Ma “vez” non si limita al saluto affettuoso: con un cambiamento di tono diventa strumento di mediazione. Un secco “Oh vez, calma!” può interrompere una discussione, ridimensionare un eccesso di ardore o semplicemente restituire spazio al dialogo, stabilendo confini di rispetto reciproco senza ricorrere a forme più rigide. È un rivale gentile del classico “amico mio”, che porta con sé l’eco delle corti studentesche e dei ritrovi nei bar sotto le Due Torri.
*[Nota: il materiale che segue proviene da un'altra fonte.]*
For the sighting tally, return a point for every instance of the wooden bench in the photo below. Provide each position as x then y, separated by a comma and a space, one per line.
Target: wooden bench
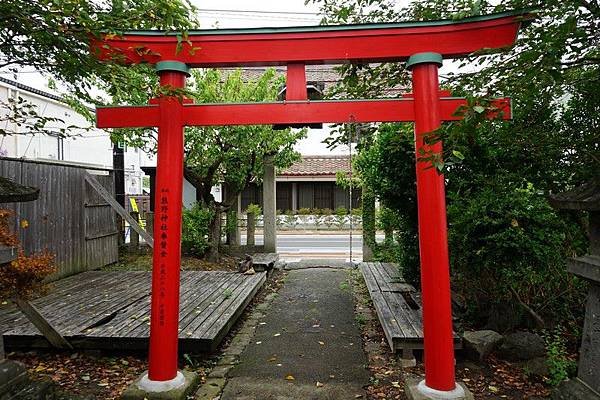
398, 306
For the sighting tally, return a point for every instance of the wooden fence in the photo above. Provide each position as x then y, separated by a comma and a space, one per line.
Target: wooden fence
69, 219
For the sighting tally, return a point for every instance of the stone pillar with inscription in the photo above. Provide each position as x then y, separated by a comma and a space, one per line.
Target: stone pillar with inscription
587, 383
269, 206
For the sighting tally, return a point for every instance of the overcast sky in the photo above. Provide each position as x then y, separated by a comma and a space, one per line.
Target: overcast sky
259, 13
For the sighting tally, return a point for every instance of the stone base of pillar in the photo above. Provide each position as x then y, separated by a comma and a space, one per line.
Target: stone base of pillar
574, 389
415, 389
179, 388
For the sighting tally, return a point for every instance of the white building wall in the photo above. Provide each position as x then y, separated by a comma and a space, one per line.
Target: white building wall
85, 144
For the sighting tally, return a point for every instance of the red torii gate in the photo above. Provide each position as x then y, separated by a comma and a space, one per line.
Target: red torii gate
422, 44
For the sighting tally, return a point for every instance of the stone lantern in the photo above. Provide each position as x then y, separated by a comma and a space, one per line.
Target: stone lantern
587, 383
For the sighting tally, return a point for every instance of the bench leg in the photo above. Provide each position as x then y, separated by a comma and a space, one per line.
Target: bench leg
408, 359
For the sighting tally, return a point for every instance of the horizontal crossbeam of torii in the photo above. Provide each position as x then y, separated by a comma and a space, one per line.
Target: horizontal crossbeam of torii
422, 44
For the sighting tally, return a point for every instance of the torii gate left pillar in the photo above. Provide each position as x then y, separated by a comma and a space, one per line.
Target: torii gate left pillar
162, 373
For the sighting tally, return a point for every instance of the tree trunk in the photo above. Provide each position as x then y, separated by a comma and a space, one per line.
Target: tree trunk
368, 215
215, 236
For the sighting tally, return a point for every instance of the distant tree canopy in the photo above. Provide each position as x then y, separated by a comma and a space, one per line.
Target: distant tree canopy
52, 37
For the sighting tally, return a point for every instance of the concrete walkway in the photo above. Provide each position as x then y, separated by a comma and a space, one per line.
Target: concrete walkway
307, 347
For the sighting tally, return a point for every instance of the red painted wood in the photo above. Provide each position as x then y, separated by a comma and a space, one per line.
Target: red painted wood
433, 236
310, 47
166, 260
400, 110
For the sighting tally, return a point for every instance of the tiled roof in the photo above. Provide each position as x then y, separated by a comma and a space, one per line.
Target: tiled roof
318, 166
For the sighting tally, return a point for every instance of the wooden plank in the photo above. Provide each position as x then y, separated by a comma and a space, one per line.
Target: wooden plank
43, 325
388, 322
226, 309
215, 299
224, 323
68, 306
411, 327
133, 318
196, 306
120, 210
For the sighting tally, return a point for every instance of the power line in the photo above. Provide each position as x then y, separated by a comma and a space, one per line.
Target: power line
258, 11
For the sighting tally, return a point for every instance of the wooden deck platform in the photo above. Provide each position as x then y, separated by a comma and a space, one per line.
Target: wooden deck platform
398, 306
110, 310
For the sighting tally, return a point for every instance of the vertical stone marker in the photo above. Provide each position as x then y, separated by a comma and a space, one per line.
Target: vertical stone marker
269, 206
587, 383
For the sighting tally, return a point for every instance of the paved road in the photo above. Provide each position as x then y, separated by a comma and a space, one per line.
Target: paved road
293, 247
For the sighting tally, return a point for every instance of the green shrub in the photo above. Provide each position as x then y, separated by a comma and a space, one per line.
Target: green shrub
341, 211
254, 209
509, 246
560, 366
195, 230
356, 212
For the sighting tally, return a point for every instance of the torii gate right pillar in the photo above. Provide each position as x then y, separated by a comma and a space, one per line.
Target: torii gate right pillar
439, 380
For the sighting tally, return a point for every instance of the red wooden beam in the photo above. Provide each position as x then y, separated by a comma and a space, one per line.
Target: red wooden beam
315, 45
295, 112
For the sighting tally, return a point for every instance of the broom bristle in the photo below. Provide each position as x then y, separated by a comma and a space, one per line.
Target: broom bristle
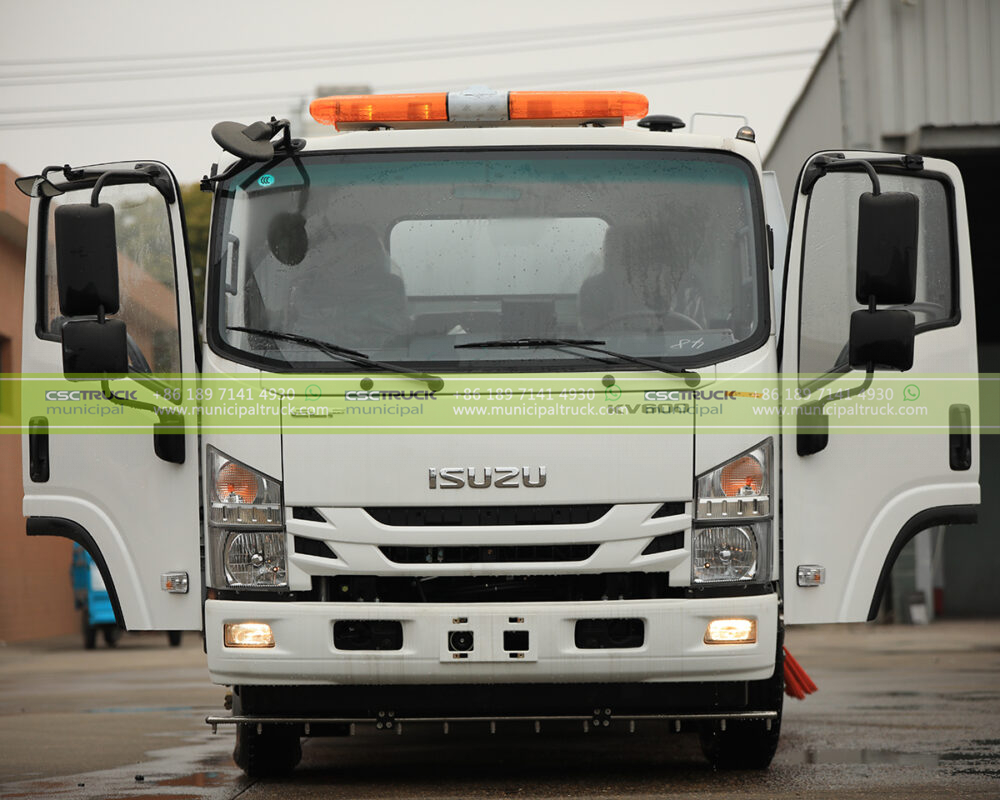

Antropologicamente, l’evoluzione da “vecchio” a “vez” racconta dell’adattamento di un gergo generazionale alle nuove dinamiche sociali: al posto della consonanza più ruvida di un tempo, emerge un suono breve e flessibile, adatto a percorrere chat, messaggi vocali e conversazioni affollate. “Bella vez” diventa così un sigillo di identità condivisa, un modo per riconoscersi al volo in un panorama in continuo mutamento dove la parola resta, nonostante tutto, la vera trama della comunità.